Sondelius contracts the disease. In his death throes, he pleads with Arrowsmith to abandon scientific protocol and save as many lives as possible. Concerned about his wife's welfare, Arrowsmith asks Marchand to check on her upon his return to the main island, only to have his colleague die while on the phone before he can give his report. Arrowsmith races home, but Leora is dead. In a drunken delirium, he gives the serum to all, saving the Indies from the plague. Upon his return to New York, he is hailed by the press and feted by McGurk Institute head Dr. Tubbs, who seeks to take advantage of Arrowsmith's glory. Arrowsmith instead rushes directly to Gottlieb.

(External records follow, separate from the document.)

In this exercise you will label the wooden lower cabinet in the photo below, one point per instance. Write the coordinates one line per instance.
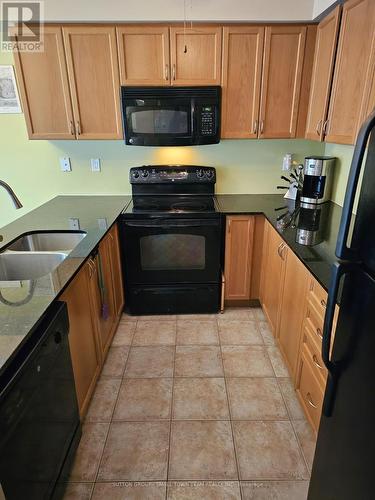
(84, 349)
(115, 256)
(95, 302)
(292, 308)
(273, 275)
(238, 256)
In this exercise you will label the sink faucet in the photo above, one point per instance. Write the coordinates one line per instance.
(12, 194)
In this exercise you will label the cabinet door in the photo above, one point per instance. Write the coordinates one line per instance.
(44, 89)
(273, 276)
(143, 55)
(196, 55)
(85, 354)
(281, 80)
(352, 62)
(94, 81)
(242, 71)
(292, 309)
(238, 256)
(324, 58)
(107, 302)
(118, 290)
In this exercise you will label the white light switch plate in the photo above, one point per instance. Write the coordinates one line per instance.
(74, 224)
(95, 164)
(65, 164)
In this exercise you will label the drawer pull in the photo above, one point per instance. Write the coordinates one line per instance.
(309, 400)
(315, 359)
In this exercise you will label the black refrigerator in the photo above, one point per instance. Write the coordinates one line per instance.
(344, 462)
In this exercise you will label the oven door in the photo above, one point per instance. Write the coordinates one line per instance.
(158, 122)
(166, 251)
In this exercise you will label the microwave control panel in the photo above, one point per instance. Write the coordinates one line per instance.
(207, 120)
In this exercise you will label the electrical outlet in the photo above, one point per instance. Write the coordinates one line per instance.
(74, 223)
(95, 164)
(65, 165)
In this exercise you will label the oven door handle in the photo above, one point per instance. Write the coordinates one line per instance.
(170, 224)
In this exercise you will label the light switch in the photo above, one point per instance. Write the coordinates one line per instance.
(74, 223)
(95, 164)
(65, 165)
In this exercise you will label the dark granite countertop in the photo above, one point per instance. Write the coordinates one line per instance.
(317, 258)
(96, 215)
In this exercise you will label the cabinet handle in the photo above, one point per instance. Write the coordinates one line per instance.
(319, 333)
(319, 126)
(310, 401)
(316, 362)
(279, 249)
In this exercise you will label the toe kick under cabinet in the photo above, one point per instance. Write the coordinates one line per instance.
(95, 301)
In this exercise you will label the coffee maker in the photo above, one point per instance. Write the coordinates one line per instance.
(317, 179)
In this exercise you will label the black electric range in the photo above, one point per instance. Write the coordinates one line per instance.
(171, 241)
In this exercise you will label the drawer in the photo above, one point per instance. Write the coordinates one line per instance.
(313, 353)
(318, 296)
(309, 390)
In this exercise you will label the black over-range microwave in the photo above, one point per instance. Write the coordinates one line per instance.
(171, 116)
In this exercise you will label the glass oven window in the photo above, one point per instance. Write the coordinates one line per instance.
(173, 252)
(159, 121)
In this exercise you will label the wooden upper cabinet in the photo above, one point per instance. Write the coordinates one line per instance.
(284, 48)
(196, 55)
(324, 59)
(351, 71)
(293, 301)
(94, 81)
(144, 55)
(44, 89)
(242, 71)
(238, 256)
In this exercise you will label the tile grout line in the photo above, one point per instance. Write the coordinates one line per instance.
(113, 410)
(230, 414)
(171, 413)
(294, 431)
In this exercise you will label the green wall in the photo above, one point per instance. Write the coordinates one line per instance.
(244, 166)
(344, 157)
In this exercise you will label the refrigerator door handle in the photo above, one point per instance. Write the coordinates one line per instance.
(338, 270)
(342, 250)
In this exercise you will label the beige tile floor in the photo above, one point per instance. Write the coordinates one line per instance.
(194, 407)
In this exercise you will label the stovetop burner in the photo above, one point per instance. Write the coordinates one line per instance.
(172, 204)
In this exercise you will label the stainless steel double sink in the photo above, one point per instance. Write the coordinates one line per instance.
(34, 255)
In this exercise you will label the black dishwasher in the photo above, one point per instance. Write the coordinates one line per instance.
(39, 420)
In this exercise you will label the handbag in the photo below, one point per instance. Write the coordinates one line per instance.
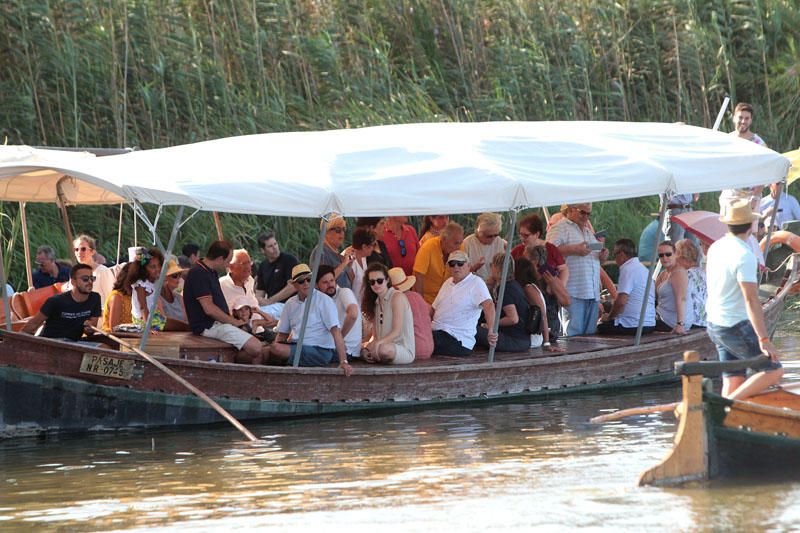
(534, 323)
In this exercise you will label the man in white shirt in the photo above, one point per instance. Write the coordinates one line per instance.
(788, 207)
(735, 318)
(346, 307)
(322, 343)
(239, 283)
(458, 307)
(623, 319)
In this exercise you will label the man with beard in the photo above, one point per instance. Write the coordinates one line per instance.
(68, 315)
(346, 307)
(742, 120)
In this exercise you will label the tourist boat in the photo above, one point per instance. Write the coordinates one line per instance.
(718, 437)
(412, 169)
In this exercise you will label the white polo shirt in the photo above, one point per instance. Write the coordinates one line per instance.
(729, 261)
(343, 299)
(457, 308)
(321, 318)
(632, 281)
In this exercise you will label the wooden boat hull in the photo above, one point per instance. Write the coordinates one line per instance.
(744, 439)
(43, 386)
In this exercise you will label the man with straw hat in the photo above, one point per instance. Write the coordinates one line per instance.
(735, 317)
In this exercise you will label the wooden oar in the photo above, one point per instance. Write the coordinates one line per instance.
(633, 411)
(197, 392)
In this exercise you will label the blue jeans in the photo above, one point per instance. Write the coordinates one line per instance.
(580, 317)
(736, 343)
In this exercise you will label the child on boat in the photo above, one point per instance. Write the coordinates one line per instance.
(142, 276)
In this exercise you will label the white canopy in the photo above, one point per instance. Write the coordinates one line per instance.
(441, 168)
(32, 175)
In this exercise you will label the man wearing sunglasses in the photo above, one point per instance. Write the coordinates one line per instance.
(458, 307)
(207, 309)
(68, 315)
(583, 252)
(323, 343)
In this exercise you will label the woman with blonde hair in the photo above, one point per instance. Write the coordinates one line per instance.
(689, 258)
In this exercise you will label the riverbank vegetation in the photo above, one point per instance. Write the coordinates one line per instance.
(151, 73)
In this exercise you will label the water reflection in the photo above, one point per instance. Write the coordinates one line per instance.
(517, 465)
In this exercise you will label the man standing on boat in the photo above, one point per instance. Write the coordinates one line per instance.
(584, 253)
(323, 343)
(735, 318)
(458, 307)
(68, 315)
(207, 309)
(273, 279)
(743, 119)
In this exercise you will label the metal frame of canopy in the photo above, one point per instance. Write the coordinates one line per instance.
(442, 168)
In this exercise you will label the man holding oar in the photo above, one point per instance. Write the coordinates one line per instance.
(735, 318)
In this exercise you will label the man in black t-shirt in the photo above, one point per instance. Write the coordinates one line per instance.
(207, 311)
(67, 315)
(273, 279)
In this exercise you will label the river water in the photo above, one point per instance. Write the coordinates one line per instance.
(526, 465)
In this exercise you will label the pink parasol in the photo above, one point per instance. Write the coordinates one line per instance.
(704, 224)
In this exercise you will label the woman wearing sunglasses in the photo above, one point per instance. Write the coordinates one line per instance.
(171, 300)
(84, 247)
(388, 309)
(673, 307)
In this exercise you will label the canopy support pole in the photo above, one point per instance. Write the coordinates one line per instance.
(26, 244)
(135, 228)
(62, 206)
(119, 231)
(160, 283)
(502, 289)
(3, 283)
(646, 298)
(218, 225)
(772, 223)
(316, 259)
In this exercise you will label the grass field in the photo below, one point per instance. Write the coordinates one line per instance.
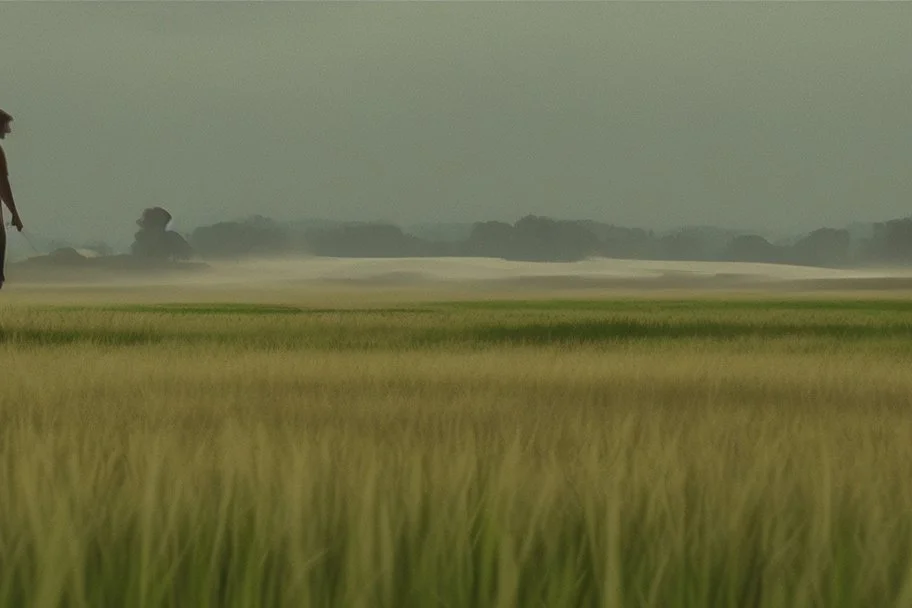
(423, 452)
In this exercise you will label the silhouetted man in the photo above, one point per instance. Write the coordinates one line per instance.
(6, 193)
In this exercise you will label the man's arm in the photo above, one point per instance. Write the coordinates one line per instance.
(6, 193)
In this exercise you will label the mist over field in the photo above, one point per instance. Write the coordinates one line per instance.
(464, 304)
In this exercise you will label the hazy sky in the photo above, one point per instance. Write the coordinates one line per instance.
(774, 116)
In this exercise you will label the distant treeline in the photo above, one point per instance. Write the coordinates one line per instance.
(535, 238)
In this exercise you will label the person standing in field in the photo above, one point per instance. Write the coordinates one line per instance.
(6, 193)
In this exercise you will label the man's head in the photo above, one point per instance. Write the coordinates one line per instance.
(5, 124)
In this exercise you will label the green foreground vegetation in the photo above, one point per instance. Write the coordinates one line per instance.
(625, 452)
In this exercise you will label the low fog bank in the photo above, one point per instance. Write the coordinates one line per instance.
(277, 273)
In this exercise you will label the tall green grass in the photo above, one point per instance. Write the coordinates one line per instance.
(258, 457)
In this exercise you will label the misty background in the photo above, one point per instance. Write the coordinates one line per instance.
(777, 118)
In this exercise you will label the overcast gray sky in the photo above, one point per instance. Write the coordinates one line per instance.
(773, 116)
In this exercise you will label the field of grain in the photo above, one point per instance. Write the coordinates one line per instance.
(413, 451)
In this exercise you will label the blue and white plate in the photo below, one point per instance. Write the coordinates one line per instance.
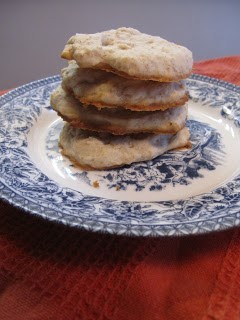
(181, 192)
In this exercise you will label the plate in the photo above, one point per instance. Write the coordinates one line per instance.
(182, 192)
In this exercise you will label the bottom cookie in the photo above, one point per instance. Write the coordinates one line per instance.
(100, 151)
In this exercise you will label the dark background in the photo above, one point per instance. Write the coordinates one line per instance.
(33, 33)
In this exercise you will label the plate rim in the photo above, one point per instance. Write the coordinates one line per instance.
(110, 227)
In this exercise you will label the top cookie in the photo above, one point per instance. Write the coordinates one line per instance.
(131, 54)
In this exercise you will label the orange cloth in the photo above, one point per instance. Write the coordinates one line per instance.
(49, 271)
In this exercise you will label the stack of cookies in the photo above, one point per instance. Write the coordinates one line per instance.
(123, 98)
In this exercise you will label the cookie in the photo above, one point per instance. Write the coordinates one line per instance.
(101, 88)
(105, 151)
(117, 121)
(131, 54)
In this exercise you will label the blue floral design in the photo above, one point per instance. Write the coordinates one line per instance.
(24, 185)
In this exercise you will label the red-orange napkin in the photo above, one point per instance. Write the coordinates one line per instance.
(49, 271)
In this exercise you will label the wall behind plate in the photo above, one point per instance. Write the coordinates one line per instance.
(33, 33)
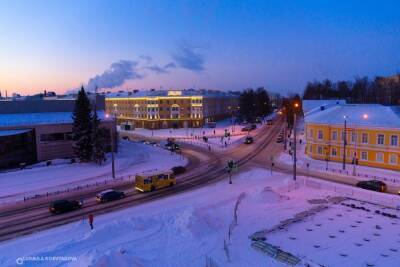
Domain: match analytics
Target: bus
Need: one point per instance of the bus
(151, 181)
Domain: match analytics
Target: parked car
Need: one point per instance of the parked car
(61, 206)
(109, 195)
(373, 185)
(153, 143)
(178, 170)
(248, 140)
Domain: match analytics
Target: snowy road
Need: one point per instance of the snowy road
(210, 171)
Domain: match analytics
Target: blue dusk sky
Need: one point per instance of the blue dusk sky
(229, 45)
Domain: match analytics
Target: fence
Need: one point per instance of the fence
(343, 190)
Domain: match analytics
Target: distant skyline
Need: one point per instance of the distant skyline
(227, 45)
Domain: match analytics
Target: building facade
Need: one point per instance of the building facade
(171, 109)
(367, 134)
(39, 130)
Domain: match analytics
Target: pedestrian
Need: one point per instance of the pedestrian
(91, 221)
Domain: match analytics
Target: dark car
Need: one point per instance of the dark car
(61, 206)
(248, 140)
(246, 129)
(178, 170)
(109, 195)
(374, 185)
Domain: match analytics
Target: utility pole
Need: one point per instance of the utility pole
(344, 143)
(294, 147)
(113, 141)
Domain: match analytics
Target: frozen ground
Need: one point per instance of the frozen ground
(131, 159)
(362, 172)
(191, 228)
(194, 136)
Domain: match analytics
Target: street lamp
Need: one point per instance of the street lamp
(344, 142)
(296, 105)
(113, 141)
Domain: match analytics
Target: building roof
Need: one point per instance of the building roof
(22, 119)
(360, 115)
(311, 106)
(13, 132)
(164, 93)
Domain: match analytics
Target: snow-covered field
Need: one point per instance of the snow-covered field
(216, 136)
(132, 158)
(190, 229)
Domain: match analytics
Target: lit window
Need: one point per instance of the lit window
(353, 137)
(381, 139)
(334, 135)
(393, 159)
(364, 155)
(379, 157)
(320, 135)
(364, 138)
(394, 139)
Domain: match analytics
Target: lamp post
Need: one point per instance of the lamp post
(113, 141)
(344, 142)
(296, 105)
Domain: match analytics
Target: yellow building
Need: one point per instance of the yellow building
(371, 132)
(170, 109)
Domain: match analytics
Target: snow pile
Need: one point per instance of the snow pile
(182, 230)
(132, 158)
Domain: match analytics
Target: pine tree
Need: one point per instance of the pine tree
(99, 140)
(82, 127)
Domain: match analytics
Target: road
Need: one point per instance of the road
(205, 168)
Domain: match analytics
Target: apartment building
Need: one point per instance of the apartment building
(368, 134)
(170, 109)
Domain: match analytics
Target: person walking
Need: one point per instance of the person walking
(91, 221)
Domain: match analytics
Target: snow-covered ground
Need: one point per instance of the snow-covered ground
(362, 172)
(191, 229)
(132, 158)
(216, 136)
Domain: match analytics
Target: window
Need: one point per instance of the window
(320, 135)
(381, 139)
(364, 138)
(393, 159)
(394, 139)
(334, 135)
(311, 133)
(379, 157)
(353, 137)
(52, 137)
(364, 155)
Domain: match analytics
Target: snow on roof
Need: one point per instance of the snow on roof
(371, 115)
(310, 106)
(13, 132)
(155, 93)
(21, 119)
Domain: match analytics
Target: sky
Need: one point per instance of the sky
(172, 44)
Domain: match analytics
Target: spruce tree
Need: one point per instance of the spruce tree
(99, 140)
(82, 127)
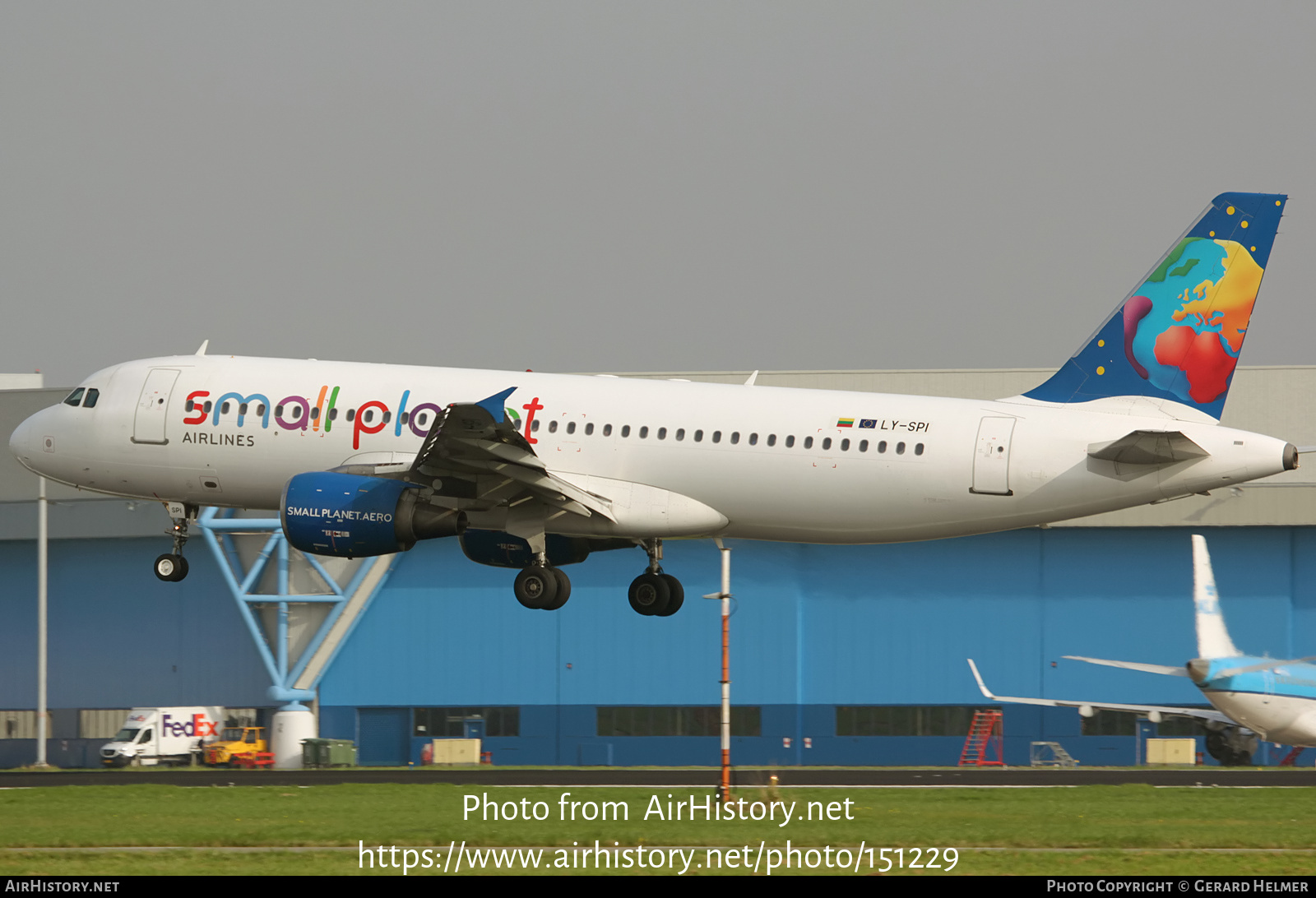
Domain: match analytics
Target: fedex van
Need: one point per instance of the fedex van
(164, 736)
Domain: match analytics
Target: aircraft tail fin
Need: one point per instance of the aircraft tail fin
(1212, 637)
(1178, 333)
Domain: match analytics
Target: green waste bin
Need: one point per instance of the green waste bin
(341, 753)
(315, 752)
(328, 753)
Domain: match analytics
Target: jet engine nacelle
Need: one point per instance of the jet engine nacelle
(353, 516)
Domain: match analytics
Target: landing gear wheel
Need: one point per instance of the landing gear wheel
(171, 567)
(675, 597)
(563, 590)
(649, 594)
(536, 587)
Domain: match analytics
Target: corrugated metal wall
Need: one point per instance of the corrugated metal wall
(815, 627)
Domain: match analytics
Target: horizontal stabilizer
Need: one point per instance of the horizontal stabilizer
(1087, 709)
(1135, 665)
(1148, 448)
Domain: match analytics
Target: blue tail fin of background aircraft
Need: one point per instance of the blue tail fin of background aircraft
(1177, 336)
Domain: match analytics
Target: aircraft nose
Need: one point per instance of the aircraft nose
(26, 442)
(20, 438)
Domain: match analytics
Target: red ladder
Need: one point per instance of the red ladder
(987, 729)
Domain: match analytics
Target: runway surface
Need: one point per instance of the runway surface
(683, 777)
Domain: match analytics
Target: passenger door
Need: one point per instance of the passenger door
(153, 405)
(991, 457)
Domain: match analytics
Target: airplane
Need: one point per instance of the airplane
(533, 472)
(1274, 700)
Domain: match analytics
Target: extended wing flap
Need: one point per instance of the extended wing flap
(475, 437)
(1148, 448)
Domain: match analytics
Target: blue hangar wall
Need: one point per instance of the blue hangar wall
(815, 628)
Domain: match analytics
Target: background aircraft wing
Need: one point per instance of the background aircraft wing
(1087, 707)
(1135, 665)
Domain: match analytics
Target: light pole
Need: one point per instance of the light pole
(41, 623)
(725, 595)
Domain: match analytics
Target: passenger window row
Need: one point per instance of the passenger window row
(734, 437)
(661, 433)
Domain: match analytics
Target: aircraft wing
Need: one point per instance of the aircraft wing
(1148, 448)
(473, 452)
(1087, 707)
(1135, 665)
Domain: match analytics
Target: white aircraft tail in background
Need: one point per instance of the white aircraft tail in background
(1274, 700)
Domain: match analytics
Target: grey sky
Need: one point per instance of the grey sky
(619, 186)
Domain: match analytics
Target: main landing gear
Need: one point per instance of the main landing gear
(541, 586)
(655, 593)
(173, 567)
(544, 587)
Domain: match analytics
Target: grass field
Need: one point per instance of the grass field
(1116, 828)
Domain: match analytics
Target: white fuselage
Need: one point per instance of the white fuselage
(931, 468)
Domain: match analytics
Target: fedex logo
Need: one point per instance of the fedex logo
(197, 726)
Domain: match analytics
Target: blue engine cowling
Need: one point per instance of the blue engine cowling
(353, 516)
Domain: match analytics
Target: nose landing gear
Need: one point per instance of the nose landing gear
(173, 567)
(655, 593)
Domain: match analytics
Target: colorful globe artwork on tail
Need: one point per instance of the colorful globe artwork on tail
(1178, 335)
(1184, 326)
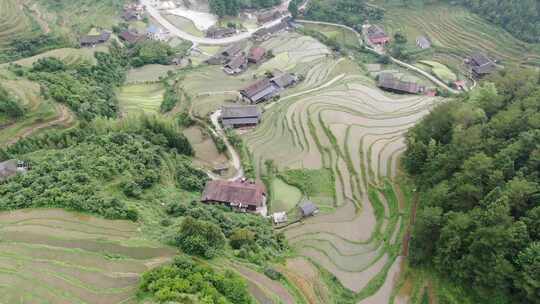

Desperate to explain his abandonment of research principles and his mentor's specific mandate to advance science rather than practice medicine, Arrowsmith discovers that Gottlieb has had a stroke, is insensible, and near death. Disgusted with all that is transpiring, friend and colleague Terry Wickett, a prominent chemist at the institute, announces abruptly that he is quitting to set up his own "shoestring" laboratory to pursue science. Turning his back on public adulation, a promotion, and a big raise, Arrowsmith resigns to join forces with Wickett. Joyce Lanyon appears, seeking to rekindle their relationship, but he spurns her, committing himself to his career.

==Cast==
- Ronald Colman as Dr. Martin Arrowsmith
- Helen Hayes as Leora Arrowsmith
- Richard Bennett as Gustav Sondelius
- A.E. Anson as Professor Max Gottlieb
- Clarence Brooks as Oliver Marchand
- Alec B. Francis as Twyford
- Claude King as Dr. Tubbs
- Bert Roach as Bert Tozer
- Myrna Loy as Mrs Joyce Lanyon
- Russell Hopton as Terry Wickett
- David Landau as State Veterinarian
- Lumsden Hare as Sir Robert Fairland – Governor
- Ward Bond as Cop (uncredited)
- John Qualen as Henry Novak (uncredited)

==Production==
The film is only somewhat faithful to the novel, among other significant changes omitting Arrowsmith's serial womanizing, and completely skipping all mention of Arrowsmith's wealthy, self-centered second wife. Myrna Loy has only a few scenes with Colman, and their relationship is undeveloped to the point of being indecipherable. According to Robert Osborne, host of Turner Classic Movies, Helen Hayes claimed that as filming went on various scenes were dropped from the script without explanation. It is claimed that Samuel Goldwyn had hired director John Ford on condition that he not drink during the production.

==Reception==
The film was a financial and critical success. It was nominated for four Academy Awards, including for Best Picture, Best Writing, Adaptation (Howard), Best Art Direction (Richard Day) and Best Cinematography (Ray June).